The flag of the USA (© Shutterstock/Graeme Dawes)
The flag of the USA (© Shutterstock/Graeme Dawes)

Wolf Carbon Solutions has withdrawn its permit application to build a carbon capture pipeline in Illinois, the latest setback for technology in recent months, Reuters reported on Tuesday, Nov. 21, 2023.

The pipeline, which would have transported up to 12 million tons of carbon dioxide annually to a storage site in Decatur, Illinois, faced opposition from landowners and environmental groups, prompting the company to withdraw the permit application. 

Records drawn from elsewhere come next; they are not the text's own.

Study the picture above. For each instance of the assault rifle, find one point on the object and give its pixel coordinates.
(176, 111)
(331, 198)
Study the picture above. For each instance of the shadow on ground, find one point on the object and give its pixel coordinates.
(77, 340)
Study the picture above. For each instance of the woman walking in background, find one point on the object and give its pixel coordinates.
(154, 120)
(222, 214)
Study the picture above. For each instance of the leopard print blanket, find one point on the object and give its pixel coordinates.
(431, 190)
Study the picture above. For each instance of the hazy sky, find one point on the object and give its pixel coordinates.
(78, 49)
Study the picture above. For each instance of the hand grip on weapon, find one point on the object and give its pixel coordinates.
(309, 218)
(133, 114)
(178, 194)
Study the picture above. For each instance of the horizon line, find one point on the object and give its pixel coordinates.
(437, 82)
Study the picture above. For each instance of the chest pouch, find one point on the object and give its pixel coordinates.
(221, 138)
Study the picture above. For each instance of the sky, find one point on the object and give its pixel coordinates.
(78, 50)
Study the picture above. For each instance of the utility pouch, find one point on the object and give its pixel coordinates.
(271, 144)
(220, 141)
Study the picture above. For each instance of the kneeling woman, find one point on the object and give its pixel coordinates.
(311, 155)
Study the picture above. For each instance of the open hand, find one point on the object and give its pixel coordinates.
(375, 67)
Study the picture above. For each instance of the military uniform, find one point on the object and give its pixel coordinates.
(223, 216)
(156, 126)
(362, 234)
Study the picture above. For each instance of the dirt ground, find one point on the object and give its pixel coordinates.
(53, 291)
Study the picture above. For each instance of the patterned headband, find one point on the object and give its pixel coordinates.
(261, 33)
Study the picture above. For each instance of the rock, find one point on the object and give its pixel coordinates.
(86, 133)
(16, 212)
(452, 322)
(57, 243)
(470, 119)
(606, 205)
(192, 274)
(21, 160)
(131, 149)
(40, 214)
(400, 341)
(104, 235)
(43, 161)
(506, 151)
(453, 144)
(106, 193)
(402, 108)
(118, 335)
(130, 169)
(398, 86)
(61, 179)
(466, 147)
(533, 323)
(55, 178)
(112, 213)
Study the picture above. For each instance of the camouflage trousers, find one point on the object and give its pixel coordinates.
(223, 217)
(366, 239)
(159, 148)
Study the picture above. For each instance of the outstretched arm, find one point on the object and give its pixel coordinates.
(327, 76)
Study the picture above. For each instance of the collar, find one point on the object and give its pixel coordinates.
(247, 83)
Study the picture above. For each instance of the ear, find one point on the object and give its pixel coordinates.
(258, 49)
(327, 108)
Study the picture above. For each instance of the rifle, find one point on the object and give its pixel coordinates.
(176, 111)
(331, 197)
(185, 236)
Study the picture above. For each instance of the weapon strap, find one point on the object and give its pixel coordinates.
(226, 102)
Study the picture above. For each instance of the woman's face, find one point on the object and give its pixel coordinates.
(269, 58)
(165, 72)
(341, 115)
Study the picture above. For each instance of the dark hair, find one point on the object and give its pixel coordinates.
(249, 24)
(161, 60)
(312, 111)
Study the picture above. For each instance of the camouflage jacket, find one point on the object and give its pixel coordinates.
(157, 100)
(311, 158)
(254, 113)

Wolf is the latest company to face drawbacks barely a month after Nebraska-based Navigator CO2 Ventures canceled its Heartland Greenway pipeline project in October. Iowa-based Summit Carbon Solutions also had its pipeline permit applications for the North Dakota section denied in August and South Dakota in September.

Earlier, the Illinois Commerce Commission staff also recommended denying Wolf Carbon Solutions the permit application, citing concerns about the company's agreement with Archer-Daniels-Midland (ADM), which owns the ethanol plants that would have been the source of the captured carbon.

Wolf Carbon said it will refile the permit application in early 2024 after addressing the concerns raised by the ICC staff. The company remains committed to the project, which it says would help reduce emissions from the ethanol industry.

The ethanol industry is increasingly relying on carbon capture and storage (CCS) to reduce its emissions and remain competitive with electric vehicles. CCS technology captures carbon dioxide from industrial processes and stores it underground, preventing it from entering the atmosphere.

Despite the setbacks, CCS is seen as a key part of the Biden administration's plan to reach net-zero emissions by 2050. The US federal administration has announced $11.5 billion in funding for CCS projects, and the Department of Energy is working to develop new CCS technologies.

However, CCS remains a controversial technology, with critics raising concerns about its cost, environmental risks, and the potential for leakage.

The withdrawal of Wolf Carbon's permit application is a blow to the ethanol industry and the CCS industry as a whole. However, it is unclear whether this setback will derail the industry's long-term plans for CCS.